Commenting on the slight declines in adjusted income and operating profit, CEO David Abney summed the quarter up rather neatly: “UPS customers were delighted with the high quality service we delivered during the holiday season. However, the financial results were below our expectations.”
The chart above shows the company’s financial and operational results for both the fourth quarter and the full year. What is immediately striking, for both the quarter and the year, is that while average daily package volumes were solidly up for every product except Next Day Air, per-package revenue was down for every product except Next Day Air.
UPS said the yield decline in its US Domestic segment was the result of lower fuel surcharges and changes in product mix offsetting increases in base rates. In the International Package segment the reported yield decline was the result of the same lower fuel surcharges and changes in product mix, as well as “stronger intra-regional shipment growth.” UPS pointed out that International Domestic yield actually increased 0.8% when adjusted for currency effects.
The Supply Chain & Freight segment reported solid operational performance in the fourth quarter, with revenue up 7.4% y-o-y to $2.47 billion and adjusted operating profit up 4.7% to $179 million, as gains in Distribution and UPS Freight outweighed declines in the Forwarding unit. However, the segment was hit hard by the one-time charges, and, on a reported basis, suffered a $25 million operating loss.
Returning to the above-mentioned impact of the holiday shopping season, UPS said that operating expense in the fourth quarter increased more than $200 million, “primarily due to higher-than-anticipated peak-related costs.” These included decreased productivity (presumably from the more-than 100,000 temporary employees hired for the peak season), higher contract carrier rates, as well as overtime and training hours.

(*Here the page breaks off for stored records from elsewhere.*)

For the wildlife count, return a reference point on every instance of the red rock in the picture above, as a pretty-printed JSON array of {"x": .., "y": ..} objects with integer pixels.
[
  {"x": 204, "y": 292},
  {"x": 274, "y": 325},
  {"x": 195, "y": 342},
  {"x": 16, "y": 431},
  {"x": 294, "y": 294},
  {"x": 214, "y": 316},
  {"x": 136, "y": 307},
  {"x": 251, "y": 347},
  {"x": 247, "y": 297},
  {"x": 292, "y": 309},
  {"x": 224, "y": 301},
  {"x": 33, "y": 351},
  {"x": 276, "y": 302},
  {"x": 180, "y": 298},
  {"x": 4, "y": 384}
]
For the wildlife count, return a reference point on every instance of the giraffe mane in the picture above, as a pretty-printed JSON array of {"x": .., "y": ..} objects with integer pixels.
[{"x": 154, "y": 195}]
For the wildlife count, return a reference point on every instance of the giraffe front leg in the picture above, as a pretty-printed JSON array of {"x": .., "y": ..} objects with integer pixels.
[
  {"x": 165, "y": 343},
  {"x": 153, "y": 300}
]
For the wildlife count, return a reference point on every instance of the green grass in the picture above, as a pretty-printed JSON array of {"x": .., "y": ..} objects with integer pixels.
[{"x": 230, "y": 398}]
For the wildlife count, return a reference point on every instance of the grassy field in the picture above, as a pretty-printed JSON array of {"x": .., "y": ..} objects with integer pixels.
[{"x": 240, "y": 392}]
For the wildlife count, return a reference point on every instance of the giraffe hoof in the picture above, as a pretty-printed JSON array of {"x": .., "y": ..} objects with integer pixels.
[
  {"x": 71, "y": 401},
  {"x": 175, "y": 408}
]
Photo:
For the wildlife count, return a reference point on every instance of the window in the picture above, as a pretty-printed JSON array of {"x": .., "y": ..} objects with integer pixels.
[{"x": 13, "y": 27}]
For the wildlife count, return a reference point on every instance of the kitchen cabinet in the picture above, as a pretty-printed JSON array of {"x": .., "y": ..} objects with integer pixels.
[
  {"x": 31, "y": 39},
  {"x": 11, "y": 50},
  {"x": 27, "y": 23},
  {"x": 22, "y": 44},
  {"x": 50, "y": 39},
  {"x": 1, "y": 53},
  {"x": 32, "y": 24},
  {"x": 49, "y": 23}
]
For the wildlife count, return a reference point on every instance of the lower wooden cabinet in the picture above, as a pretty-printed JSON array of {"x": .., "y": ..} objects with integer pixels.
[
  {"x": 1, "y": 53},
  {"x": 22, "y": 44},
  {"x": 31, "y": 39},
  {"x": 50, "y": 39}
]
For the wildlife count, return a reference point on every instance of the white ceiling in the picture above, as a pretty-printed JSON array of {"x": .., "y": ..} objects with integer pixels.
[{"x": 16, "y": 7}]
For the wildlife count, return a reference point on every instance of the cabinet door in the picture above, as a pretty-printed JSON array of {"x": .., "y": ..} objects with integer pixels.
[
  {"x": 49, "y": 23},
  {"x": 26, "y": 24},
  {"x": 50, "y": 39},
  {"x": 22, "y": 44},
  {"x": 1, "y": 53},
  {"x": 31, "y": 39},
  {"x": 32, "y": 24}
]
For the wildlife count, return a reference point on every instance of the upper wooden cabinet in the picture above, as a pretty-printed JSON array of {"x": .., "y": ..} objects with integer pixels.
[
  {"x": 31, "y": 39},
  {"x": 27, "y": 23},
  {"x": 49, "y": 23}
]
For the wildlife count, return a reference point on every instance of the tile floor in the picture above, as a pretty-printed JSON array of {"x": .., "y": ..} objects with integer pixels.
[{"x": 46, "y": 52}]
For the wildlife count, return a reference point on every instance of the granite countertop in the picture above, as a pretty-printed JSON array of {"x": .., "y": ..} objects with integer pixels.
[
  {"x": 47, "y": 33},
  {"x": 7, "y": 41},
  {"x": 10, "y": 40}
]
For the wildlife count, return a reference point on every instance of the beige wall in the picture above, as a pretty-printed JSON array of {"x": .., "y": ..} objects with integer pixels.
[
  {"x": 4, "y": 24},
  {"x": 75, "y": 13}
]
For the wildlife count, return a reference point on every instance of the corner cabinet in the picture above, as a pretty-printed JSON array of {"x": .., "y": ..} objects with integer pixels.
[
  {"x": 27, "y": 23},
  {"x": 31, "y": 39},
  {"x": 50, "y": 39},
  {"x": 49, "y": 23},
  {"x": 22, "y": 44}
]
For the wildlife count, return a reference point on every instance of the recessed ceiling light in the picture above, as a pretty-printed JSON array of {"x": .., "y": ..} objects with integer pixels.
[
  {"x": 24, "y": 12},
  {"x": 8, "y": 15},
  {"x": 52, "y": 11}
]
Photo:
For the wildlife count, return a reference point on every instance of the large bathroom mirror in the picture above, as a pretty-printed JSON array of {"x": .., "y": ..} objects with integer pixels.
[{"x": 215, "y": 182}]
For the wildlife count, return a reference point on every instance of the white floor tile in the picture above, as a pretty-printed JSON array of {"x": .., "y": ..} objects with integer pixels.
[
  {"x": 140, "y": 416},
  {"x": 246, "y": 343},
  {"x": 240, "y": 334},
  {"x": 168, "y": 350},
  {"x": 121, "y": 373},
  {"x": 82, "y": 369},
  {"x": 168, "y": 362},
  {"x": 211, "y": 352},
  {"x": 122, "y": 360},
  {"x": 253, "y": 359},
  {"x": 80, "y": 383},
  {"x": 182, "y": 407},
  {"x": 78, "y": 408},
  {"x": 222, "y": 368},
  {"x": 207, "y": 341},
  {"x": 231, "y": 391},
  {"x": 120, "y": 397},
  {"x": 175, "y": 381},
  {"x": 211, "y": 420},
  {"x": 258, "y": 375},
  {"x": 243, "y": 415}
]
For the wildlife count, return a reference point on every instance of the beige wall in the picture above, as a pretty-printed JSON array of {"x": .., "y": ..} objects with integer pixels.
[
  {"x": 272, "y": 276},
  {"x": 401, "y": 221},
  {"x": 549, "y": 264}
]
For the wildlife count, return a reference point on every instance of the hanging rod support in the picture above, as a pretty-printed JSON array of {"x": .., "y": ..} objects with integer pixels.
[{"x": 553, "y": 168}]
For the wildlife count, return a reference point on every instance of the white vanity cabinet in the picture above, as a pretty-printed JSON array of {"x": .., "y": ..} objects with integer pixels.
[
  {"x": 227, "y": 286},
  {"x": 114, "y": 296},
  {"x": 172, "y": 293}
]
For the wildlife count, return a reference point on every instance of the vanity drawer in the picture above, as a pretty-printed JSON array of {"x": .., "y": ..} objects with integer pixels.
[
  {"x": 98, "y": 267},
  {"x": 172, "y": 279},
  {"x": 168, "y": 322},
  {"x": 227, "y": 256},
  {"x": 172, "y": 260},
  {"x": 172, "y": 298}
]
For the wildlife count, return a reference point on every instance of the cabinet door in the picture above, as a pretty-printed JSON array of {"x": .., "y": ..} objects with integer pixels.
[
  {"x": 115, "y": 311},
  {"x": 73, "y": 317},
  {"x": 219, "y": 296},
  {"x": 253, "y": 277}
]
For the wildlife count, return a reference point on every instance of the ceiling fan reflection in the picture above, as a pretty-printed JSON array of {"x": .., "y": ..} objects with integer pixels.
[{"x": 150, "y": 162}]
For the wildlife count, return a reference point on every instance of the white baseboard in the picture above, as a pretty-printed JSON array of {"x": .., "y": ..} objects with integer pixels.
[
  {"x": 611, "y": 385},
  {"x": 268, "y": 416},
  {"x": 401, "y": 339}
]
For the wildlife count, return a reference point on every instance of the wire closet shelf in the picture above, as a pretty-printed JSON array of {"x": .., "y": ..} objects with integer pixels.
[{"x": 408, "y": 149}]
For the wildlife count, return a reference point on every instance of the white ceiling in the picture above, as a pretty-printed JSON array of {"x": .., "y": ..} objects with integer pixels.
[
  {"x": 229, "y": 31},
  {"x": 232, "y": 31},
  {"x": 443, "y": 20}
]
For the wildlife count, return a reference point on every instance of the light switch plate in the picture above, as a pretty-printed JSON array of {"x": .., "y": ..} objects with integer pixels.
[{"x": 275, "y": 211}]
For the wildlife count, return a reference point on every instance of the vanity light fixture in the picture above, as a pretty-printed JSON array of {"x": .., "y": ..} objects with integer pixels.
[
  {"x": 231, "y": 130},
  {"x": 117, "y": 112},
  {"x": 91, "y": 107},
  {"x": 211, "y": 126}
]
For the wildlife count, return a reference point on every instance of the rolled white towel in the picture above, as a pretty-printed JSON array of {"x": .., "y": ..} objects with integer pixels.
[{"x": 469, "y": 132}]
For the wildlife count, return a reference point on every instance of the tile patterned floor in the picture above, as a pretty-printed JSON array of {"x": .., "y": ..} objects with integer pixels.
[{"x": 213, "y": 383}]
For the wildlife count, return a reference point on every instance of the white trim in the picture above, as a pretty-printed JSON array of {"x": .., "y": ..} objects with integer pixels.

For the full year, UPS reported adjusted net income up 1.2% to $4.39 billion, as revenues rose 5.0% to $58.23 billion. Adjusted operating profit for the year was up 0.8% to $7.13 billion.
Looking ahead, UPS CFO Kurt Kuehn said that in 2015 the company “expects growth across all business units. E-commerce growth, operations technology implementation, emerging market expansion and industry specific solutions will provide momentum for UPS.” He added that UPS anticipated full-year 2015 earnings per share to be up 6%-to-12% over 2014 adjusted results.